Enable experimental device support? (y,n)[n]:n
Multiple devices detected (You can override by setting PLAIDML_DEVICE_IDS).
Please choose a default device:
1 : metal_intel(r)_uhd_graphics_630.0
2 : metal_amd_radeon_pro_5300m.0
Default device? (1,2)[1]:2
Selected device:
metal_amd_radeon_pro_5300m.0
Almost done. Multiplying some matrices...
Tile code:
function (B[X,Z], C[Z,Y]) -> (A) { A[x,y : X,Y] = +(B[x,z] * C[z,y]); }
Whew. That worked.
Save settings to /Users/tsingj/.plaidml? (y,n)[y]:y
Success!
# Importing PlaidML. Make sure you follow this order
import plaidml.keras
plaidml.keras.install_backend()
import os
os.environ["KERAS_BACKEND"] = "plaidml.keras.backend"
Note:
1. When using plaidml=0.7.0 version, the plaidml.keras.install_backend() operation will report an error
2. This step will import keras through plaidml and set the background operation engine to plaidml instead of tenserflow
#!/usr/bin/env python
import numpy as np
import os
import time
import keras
import keras.applications as kapp
from keras.datasets import cifar10
(x_train, y_train_cats), (x_test, y_test_cats) = cifar10.load_data()
batch_size = 8
x_train = x_train[:batch_size]
x_train = np.repeat(np.repeat(x_train, 7, axis=1), 7, axis=2)
model = kapp.VGG19()
INFO:plaidml:Opening device “metal_amd_radeon_pro_5300m.0”
Note that the graphics card information is entered here for the first execution.
model.compile(optimizer='sgd', loss='categorical_crossentropy',metrics=['accuracy'])
print("Running initial batch (compiling tile program)")
y = model.predict(x=x_train, batch_size=batch_size)
Running initial batch (compiling tile program)
Since the output is fast, only one line of content is printed.
# Now start the clock and run 10 batchesprint("Timing inference...")
start = time.time()
for i in range(10):
y = model.predict(x=x_train, batch_size=batch_size)

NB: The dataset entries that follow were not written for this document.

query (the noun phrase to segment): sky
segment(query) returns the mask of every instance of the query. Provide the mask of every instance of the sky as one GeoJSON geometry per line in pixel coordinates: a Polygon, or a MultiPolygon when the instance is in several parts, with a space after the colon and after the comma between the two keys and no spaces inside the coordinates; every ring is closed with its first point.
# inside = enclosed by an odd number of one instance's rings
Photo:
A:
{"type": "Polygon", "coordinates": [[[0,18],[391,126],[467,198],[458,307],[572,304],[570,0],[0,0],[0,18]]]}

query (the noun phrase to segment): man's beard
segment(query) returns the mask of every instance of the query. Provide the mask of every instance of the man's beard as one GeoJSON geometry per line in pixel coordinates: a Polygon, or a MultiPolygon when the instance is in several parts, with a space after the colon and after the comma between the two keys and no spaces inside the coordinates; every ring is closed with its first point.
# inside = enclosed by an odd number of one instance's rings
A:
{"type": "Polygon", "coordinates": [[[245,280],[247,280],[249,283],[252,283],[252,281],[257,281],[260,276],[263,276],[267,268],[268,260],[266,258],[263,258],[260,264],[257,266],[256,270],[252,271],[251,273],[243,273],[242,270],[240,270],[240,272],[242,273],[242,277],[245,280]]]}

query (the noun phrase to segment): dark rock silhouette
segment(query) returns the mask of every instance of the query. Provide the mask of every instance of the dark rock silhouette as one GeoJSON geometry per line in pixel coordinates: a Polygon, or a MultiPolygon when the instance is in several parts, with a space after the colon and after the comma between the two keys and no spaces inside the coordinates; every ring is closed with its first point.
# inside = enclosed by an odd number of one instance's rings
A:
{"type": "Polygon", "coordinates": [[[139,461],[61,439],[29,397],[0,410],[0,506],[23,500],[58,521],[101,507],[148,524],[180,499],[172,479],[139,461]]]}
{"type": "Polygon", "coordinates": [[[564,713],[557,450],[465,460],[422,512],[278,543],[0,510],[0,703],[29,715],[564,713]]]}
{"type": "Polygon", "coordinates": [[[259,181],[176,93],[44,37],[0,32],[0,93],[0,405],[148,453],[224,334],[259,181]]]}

print("Ran in {} seconds".format(time.time() - start))
View the Output
Ran in 0.43606019020080566 seconds
Ran in 0.8583459854125977 seconds
Ran in 1.2787911891937256 seconds
Ran in 1.70143723487854 seconds
Ran in 2.1235032081604004 seconds
Ran in 2.5464580059051514 seconds
Ran in 2.9677979946136475 seconds
Ran in 3.390064001083374 seconds
Ran in 3.8117799758911133 seconds
Ran in 4.236911058425903 seconds
The memory value of the graphics card metal_intel®_uhd_graphics_630.0 is 1536 MB. Although as a graphics card, its performance in computing is not as good as the 6-core CPU of this machine;
The graphics card is metal_amd_radeon_pro_5300m.0, and the memory value is 4G. Its performance is nearly 1 times better than that of the local CPU.
From this we can see the powerful advantages of using GPU in machine learning operations.